Mummy Dearest strayed as far away as possible from the domestic horror story that was the subject of the similarly titled Hollywood camp classic, Mommie Dearest, choosing instead to paint a warm and fuzzy tale of maternal love and the ties that bind.
Charming as it was, nothing about Mummy Dearest hinted of the urgency of a sequel but producer/director Willie Ikedum must be operating on a different level. He recently unveiled plans to turn the property into a franchise, starting with the sequel, Mummy Dearest: The Wedding which has both Ameye and Daniel reprising their roles.
Daniel’s Chijioke has been transferred to Port Harcourt for a spell but instead of moving back home to stay with mummy dearest, he opts for outside accommodation provided by his company. Rose does not takes this lightly and finds a way to move in with her son. Things get further complicated when his fiancée Boma also shows up and both women manage to lock themselves in a tussle for his affections.
Mummy Dearest: The Wedding is for the bulk of its running time, a rehash of tropes already explored in the first chapter, nothing new to see. The characters haven’t grown significantly, thus their actions are only recycled and played for cheap laughs.

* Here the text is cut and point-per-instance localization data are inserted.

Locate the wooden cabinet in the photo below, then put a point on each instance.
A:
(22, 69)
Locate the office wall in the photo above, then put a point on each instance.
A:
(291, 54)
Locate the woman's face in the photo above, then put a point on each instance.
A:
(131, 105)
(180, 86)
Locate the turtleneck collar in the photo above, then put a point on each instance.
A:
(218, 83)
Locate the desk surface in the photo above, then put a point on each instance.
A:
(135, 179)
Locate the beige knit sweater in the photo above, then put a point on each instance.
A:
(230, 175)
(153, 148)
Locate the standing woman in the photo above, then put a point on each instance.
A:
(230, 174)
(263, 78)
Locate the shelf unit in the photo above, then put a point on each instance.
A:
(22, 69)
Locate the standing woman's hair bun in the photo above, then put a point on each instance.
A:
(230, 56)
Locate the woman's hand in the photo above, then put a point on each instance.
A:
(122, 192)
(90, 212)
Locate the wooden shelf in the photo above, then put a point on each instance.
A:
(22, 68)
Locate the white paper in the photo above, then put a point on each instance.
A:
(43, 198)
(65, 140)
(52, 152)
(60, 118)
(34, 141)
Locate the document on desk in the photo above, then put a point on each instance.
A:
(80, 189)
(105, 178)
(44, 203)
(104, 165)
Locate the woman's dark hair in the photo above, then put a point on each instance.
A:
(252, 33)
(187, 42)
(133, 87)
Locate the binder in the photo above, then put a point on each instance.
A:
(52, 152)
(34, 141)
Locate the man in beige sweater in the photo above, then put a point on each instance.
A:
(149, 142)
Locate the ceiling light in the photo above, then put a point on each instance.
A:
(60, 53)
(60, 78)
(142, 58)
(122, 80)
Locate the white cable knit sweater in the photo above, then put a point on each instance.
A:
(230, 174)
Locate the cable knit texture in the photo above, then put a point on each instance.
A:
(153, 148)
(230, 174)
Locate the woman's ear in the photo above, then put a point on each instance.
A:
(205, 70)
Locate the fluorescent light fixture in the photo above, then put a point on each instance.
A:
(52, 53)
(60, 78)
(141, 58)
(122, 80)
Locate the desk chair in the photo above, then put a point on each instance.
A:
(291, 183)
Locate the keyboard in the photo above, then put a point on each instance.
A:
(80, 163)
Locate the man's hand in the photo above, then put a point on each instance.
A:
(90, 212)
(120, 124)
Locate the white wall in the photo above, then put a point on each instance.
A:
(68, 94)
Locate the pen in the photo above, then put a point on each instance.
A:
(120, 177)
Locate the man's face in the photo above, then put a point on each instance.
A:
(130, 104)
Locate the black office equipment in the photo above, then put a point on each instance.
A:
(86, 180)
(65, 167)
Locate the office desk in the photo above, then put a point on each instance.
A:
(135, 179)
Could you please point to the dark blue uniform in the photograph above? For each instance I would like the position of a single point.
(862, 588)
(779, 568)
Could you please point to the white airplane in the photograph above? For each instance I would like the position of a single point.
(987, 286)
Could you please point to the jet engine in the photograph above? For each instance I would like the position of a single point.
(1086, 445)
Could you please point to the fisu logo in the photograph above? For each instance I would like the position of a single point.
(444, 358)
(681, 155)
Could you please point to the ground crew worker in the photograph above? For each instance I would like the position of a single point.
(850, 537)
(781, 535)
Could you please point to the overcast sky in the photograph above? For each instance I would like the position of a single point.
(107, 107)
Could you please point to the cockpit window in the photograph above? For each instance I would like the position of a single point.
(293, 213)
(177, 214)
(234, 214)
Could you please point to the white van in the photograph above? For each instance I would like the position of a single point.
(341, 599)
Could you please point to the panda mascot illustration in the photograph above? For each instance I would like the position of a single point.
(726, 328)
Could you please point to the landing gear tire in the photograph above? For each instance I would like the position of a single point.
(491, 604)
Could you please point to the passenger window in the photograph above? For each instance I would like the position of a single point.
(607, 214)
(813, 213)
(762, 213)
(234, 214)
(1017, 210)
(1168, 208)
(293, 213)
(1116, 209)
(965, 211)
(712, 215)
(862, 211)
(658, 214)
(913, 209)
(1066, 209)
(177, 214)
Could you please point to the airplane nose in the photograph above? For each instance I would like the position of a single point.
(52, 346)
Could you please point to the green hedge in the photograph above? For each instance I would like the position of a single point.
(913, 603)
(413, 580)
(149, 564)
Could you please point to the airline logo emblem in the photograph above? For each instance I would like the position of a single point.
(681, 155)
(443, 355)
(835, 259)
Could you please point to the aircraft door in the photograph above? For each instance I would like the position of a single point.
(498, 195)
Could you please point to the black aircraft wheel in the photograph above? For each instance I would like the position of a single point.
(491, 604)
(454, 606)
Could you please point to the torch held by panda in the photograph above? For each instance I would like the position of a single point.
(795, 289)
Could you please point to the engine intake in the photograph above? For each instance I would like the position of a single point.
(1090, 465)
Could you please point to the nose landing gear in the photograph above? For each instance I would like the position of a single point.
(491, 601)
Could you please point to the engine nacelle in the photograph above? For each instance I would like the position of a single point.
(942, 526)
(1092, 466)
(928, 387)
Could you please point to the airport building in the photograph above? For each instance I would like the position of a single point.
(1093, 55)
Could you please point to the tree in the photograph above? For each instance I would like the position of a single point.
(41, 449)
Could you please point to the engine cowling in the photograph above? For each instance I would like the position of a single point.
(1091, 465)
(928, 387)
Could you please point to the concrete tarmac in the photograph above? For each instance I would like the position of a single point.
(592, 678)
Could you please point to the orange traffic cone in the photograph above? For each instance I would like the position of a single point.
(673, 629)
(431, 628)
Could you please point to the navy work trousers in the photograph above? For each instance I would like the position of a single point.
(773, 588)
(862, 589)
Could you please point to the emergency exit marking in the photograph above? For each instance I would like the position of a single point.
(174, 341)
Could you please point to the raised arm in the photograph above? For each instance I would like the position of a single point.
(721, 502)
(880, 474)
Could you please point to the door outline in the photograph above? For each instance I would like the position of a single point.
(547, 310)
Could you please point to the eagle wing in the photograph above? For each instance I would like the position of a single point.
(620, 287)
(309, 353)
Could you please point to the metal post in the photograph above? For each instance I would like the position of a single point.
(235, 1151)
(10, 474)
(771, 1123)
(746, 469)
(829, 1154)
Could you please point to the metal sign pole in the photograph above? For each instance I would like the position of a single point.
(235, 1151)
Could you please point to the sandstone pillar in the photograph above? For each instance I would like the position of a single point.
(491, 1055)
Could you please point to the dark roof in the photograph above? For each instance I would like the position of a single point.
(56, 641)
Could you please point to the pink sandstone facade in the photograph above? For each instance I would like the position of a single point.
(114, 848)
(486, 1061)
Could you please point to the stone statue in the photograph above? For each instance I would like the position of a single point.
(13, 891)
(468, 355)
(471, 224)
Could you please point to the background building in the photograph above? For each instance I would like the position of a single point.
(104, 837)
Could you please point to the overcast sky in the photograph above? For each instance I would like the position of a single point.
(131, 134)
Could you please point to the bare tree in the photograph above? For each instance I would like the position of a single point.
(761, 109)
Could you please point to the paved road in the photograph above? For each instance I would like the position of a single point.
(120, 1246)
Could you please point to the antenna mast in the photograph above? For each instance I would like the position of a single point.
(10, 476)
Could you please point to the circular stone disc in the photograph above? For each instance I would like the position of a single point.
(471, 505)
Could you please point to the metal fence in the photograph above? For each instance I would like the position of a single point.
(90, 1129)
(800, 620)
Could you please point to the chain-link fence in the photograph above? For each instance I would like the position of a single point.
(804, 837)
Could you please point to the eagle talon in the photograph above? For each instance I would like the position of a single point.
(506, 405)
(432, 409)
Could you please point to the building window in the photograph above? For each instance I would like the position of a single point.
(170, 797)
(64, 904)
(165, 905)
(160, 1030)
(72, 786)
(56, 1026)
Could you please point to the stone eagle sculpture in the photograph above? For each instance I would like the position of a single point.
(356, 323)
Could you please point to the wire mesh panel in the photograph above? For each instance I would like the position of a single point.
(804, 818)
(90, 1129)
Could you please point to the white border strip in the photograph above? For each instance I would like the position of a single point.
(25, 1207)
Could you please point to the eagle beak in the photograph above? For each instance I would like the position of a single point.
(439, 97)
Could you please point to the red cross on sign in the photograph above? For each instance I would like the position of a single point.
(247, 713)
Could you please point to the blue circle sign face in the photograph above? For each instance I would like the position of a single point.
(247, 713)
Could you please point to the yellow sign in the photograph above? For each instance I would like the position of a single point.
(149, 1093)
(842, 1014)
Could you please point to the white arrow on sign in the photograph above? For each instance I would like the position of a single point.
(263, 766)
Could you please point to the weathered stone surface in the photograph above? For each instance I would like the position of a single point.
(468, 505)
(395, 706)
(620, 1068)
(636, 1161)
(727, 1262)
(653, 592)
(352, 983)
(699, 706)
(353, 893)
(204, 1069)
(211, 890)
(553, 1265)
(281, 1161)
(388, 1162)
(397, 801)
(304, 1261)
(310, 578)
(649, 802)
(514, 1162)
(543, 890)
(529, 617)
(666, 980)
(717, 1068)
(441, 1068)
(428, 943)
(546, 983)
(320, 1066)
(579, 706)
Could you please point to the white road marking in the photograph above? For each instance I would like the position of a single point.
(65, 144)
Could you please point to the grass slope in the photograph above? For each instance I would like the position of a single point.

Boma who was played in the first film by Wendy Elenwo has been replaced by Mary Lazarus but anyone who has seen her work knows not to expect big things. She does not surprise. The major attraction is the chemistry between Liz Ameye and Daniel K. Daniel but even that is stretched beyond limits. The plot is paper thin, and Ikedum expects audiences to reach back to the first film to dig up some residual connection with characters who don’t work for such a reward this merry go round.
Secondary characters are thrown in to spice things up but most of them are forgettable. Uti Nwachukwu is introduced to play an old friend of Chijioke’s but the less screen time he gets, the better for everyone concerned. Ikedum continues an admirable tradition of shooting his films in Port Harcourt, Rivers state with cast and crew members sourced from the area and while this helps keep local talent engaged, celebrity cameos from Big Brother stars Marvis Nkpornwi and Melvin Oduah aren’t at all exciting.
Ikedum’s directing is no frills, minimum effort and lacks any visual flourishes, same as the screenplay and by extension, the performances from the principal actors. Everything is quite pleasant, but in a boring, forgettable sort of way. No one wants to continue with a franchise if future entries are going to be as tepid as this.